Monday, March 14, 2011

Dahab, Egypt, Paradise

10,11,12 March

I recommend Dahab for anyone with a cold and fever to get over. About fifty hotels along a mile beach walk, a hundred cheap restaurants, few buildings taller than two stories, full of European divers and hikers. I was in Eilat, Israel, but it is now a mini-Cancun and a room to be sick in was going to cost $125/night. A little risky with a fever, I crossed the border and found a $10 ride the 90 minutes to Dahab, which was 70 degrees. I stayed three nights, though I was too sick to hike.
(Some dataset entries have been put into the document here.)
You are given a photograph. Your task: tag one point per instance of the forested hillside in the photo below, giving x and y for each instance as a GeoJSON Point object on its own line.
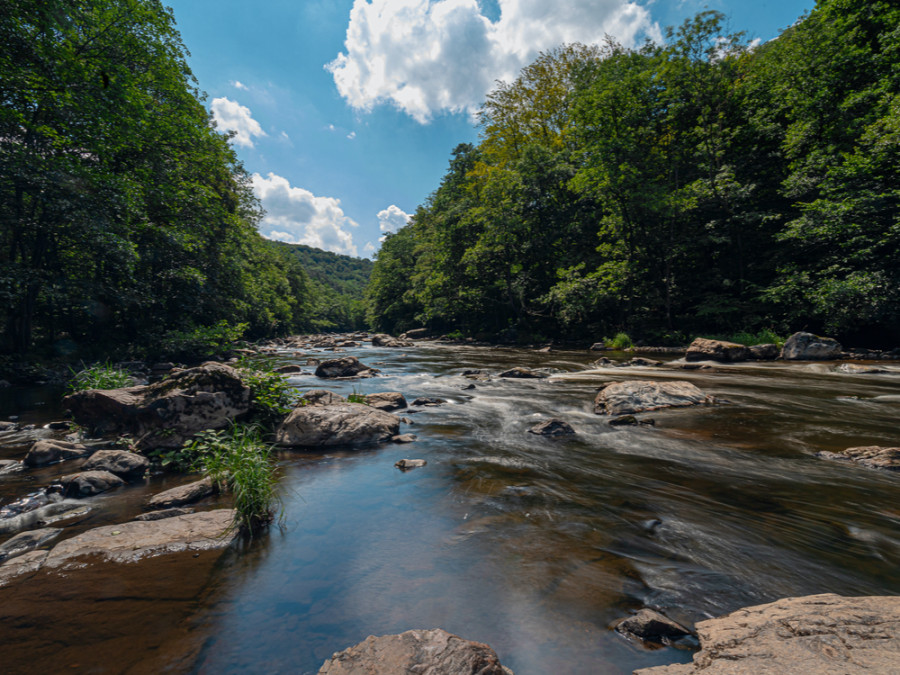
{"type": "Point", "coordinates": [706, 185]}
{"type": "Point", "coordinates": [126, 218]}
{"type": "Point", "coordinates": [339, 284]}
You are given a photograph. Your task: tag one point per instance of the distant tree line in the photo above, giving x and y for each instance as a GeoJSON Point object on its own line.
{"type": "Point", "coordinates": [706, 185]}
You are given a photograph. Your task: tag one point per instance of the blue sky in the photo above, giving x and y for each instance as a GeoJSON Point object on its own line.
{"type": "Point", "coordinates": [346, 111]}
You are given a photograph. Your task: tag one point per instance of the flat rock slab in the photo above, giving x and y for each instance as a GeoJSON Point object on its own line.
{"type": "Point", "coordinates": [871, 456]}
{"type": "Point", "coordinates": [183, 494]}
{"type": "Point", "coordinates": [336, 424]}
{"type": "Point", "coordinates": [634, 396]}
{"type": "Point", "coordinates": [814, 635]}
{"type": "Point", "coordinates": [429, 652]}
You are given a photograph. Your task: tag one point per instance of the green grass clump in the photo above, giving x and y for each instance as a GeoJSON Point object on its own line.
{"type": "Point", "coordinates": [99, 376]}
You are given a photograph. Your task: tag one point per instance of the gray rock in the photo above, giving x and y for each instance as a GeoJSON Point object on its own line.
{"type": "Point", "coordinates": [348, 366]}
{"type": "Point", "coordinates": [819, 634]}
{"type": "Point", "coordinates": [336, 424]}
{"type": "Point", "coordinates": [387, 401]}
{"type": "Point", "coordinates": [127, 465]}
{"type": "Point", "coordinates": [88, 483]}
{"type": "Point", "coordinates": [181, 495]}
{"type": "Point", "coordinates": [27, 541]}
{"type": "Point", "coordinates": [809, 347]}
{"type": "Point", "coordinates": [634, 396]}
{"type": "Point", "coordinates": [169, 412]}
{"type": "Point", "coordinates": [871, 456]}
{"type": "Point", "coordinates": [702, 349]}
{"type": "Point", "coordinates": [429, 652]}
{"type": "Point", "coordinates": [51, 451]}
{"type": "Point", "coordinates": [553, 427]}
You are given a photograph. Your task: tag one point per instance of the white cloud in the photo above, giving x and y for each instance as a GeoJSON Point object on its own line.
{"type": "Point", "coordinates": [431, 56]}
{"type": "Point", "coordinates": [297, 216]}
{"type": "Point", "coordinates": [232, 116]}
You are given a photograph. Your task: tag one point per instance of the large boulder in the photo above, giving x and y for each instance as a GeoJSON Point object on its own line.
{"type": "Point", "coordinates": [818, 634]}
{"type": "Point", "coordinates": [167, 413]}
{"type": "Point", "coordinates": [336, 424]}
{"type": "Point", "coordinates": [809, 347]}
{"type": "Point", "coordinates": [349, 366]}
{"type": "Point", "coordinates": [702, 349]}
{"type": "Point", "coordinates": [634, 396]}
{"type": "Point", "coordinates": [430, 652]}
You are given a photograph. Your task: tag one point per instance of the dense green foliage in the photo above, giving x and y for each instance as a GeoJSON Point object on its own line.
{"type": "Point", "coordinates": [702, 186]}
{"type": "Point", "coordinates": [338, 285]}
{"type": "Point", "coordinates": [124, 215]}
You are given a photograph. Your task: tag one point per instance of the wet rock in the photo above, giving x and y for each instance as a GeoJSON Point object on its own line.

En route, I spot my niece and nephew in the back of a truck:



Two consecutive sunrises looking out over the Saudi Arabian mountains:



Most of the Bedouin-owned restaurants look like this:


This outfit's ultimate Sinai tour (cheap for what you get) takes 40 years:


Half Jewish, half Irish from New Jersey, a physics BA from Rutgers, just finished eight months at an orthodox Yeshiva in Israel, is traveling Egypt with bible, Koran and tent, dresses as John the Baptist, likes smoking and clubbing, is big into Facebook:


1 comment:

  1. Larry,

    What an amazing rich combination of cultures, languages, food, costumes, politics, religions, building styles, and historical epochs all co-existing at the same time and place! I guess I still connect Israel with Zionist grandmothers and orthodox with 12 children. I am learning from your blog that there is just a little bit more to it than that.

    Lovely writing and non-touristy tourist view of it all with curiosity, knowledge, background, skepticism, and a wonderful eye for detail and incongruity.